Haniel s’effaça pour laisser passer son nouveau colocataire. Ce dernier tenait dans ses bras un carton défraichi dans lequel il avait entassé le peu d’affaires qu’il possédait. Il jeta un regard peu avenant à son vis-à-vis puis entra dans ce qui allait désormais être leur chambre. L’exorciste se dirigea vers le lit libre, y déposa son carton puis s’y assit.
- Ma photo, réclama-t-il.
Haniel avait déjà déposé le cliché sur sa table de chevet. Azaël s’en empara avidement et le fit disparaître dans la poche intérieure de sa veste d’uniforme. Ensuite, comme si de rien n’était, il se mit à ranger ses vêtements. Haniel, depuis son propre matelas, l’observait, son sempiternelle casque rouge autour du cou. Il n’avait pas envie d’écouter de la musique, préférant goûter au silence. Dans l’une de ses mains, il tenait toujours l’un des couteaux de l’exorciste, refusant de s’en séparer. S’il lâchait cette arme magique, alors les immondes grouillements envahiraient de nouveau ses oreilles. Et ça, il ne pourrait pas le supporter une nouvelle fois.

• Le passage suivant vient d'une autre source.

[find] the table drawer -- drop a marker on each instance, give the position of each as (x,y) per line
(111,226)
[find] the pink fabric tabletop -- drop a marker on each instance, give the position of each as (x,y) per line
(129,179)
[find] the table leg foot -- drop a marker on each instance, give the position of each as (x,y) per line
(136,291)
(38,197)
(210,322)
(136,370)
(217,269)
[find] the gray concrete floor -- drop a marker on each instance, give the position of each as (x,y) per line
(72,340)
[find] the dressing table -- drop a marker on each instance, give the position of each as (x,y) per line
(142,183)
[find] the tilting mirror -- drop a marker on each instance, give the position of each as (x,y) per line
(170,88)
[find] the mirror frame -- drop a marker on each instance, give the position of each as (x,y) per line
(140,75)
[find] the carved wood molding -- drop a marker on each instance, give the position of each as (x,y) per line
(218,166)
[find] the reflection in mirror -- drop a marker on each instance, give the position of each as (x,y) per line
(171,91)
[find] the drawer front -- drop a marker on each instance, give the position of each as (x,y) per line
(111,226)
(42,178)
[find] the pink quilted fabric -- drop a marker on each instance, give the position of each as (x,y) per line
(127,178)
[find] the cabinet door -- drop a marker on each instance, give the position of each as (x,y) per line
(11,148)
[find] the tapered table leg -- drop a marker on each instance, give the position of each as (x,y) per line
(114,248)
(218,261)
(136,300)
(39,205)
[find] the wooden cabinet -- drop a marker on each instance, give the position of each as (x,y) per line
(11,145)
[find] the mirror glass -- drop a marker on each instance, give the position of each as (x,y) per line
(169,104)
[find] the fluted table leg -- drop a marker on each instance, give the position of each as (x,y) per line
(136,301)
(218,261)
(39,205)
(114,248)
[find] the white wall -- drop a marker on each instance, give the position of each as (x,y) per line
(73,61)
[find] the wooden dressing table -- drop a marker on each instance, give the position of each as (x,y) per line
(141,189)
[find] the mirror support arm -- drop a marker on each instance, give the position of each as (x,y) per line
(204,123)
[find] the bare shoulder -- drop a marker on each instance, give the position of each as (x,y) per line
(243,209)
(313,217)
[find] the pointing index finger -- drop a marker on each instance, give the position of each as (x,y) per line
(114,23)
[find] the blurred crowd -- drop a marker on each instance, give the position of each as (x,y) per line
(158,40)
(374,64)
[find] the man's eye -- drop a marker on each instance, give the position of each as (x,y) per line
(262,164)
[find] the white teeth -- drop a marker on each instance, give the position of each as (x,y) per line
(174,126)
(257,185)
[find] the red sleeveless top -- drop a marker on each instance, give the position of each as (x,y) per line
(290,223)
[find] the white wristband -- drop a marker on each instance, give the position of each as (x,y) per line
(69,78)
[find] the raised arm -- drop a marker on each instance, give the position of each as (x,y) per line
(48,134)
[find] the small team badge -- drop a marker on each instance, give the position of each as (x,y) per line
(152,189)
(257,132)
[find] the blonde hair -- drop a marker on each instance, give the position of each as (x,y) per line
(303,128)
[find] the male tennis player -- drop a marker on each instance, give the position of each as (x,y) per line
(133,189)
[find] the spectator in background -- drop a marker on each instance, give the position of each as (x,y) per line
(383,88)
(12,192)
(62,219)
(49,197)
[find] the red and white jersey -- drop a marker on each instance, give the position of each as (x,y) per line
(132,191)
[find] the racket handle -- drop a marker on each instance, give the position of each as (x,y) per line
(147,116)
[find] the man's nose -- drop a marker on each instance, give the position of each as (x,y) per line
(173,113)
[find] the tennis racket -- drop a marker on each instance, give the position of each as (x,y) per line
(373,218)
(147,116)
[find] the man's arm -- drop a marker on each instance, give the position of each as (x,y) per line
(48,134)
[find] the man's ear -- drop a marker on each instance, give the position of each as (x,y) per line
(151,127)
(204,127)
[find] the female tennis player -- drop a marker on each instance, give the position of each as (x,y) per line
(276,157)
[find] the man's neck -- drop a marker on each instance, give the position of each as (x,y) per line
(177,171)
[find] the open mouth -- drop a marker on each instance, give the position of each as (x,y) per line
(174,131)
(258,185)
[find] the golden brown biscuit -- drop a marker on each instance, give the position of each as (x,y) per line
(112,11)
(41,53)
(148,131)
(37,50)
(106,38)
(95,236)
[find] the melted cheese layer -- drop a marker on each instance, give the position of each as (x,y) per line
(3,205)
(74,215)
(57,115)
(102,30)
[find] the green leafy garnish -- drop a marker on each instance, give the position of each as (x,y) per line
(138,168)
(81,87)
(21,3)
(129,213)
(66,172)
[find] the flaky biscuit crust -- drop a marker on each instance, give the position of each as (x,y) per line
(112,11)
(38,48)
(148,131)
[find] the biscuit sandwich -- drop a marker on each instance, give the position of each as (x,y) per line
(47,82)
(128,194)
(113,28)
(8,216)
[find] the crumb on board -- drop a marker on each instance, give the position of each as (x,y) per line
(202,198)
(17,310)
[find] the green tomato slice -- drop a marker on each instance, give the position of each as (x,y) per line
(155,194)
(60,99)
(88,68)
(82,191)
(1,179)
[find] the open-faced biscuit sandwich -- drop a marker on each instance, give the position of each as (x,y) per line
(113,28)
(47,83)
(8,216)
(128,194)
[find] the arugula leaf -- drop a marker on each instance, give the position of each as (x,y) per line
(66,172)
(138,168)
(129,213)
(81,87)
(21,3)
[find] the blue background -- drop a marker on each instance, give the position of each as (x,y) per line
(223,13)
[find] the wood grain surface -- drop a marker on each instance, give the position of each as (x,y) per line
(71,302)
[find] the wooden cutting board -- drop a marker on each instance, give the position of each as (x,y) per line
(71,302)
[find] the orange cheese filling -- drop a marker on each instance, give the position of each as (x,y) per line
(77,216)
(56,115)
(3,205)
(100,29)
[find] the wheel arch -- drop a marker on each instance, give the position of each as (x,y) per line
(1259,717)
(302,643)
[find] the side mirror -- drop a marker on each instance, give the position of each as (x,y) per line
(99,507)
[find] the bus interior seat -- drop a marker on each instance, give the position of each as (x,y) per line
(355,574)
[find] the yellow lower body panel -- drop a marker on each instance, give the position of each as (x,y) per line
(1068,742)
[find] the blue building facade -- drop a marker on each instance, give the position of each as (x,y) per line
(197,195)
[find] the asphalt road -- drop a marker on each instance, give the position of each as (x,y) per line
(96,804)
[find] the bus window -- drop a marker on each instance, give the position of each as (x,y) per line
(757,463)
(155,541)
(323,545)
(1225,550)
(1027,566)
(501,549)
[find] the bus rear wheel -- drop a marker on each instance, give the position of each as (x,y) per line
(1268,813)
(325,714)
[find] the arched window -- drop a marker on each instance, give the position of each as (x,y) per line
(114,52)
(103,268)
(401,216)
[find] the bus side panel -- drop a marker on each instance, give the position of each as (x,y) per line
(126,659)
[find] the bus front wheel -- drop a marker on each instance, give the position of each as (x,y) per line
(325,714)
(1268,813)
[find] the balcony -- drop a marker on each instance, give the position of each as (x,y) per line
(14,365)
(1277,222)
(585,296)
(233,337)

Son regard se porta sur Azaël qui lissait du plat de la paume ses chemises déjà impeccables. Malgré son calme apparent, il le sentait nerveux. Était-ce à cause du fantôme qu’il abritait à l’intérieur de lui ? Comment l’avait-il appelé déjà ? Un… whisperer ?
- Hé ! l’interpella-t-il.
Azaël lui accorda une brève œillade, occupé à démanteler soigneusement son carton afin de le ranger sous son lit. Bon sang, ce type était d’une minutie.
- C’est quoi, un whisperer ? lui demanda Haniel, nullement découragé par son attitude.
Cela faisait des années qu’il se traînait cette bestiole dans la tête. Pour la première fois de sa vie, voilà qu’un type se pointait avec des réponses à ses centaines de questions ! Il ne laisserait pas passer cette opportunité. Il vit les épaules de son colocataire se raidir. Il semblait peu disposé à répondre à ses interrogations. Mais c’était mal connaître Haniel ; il était têtu comme une bourrique.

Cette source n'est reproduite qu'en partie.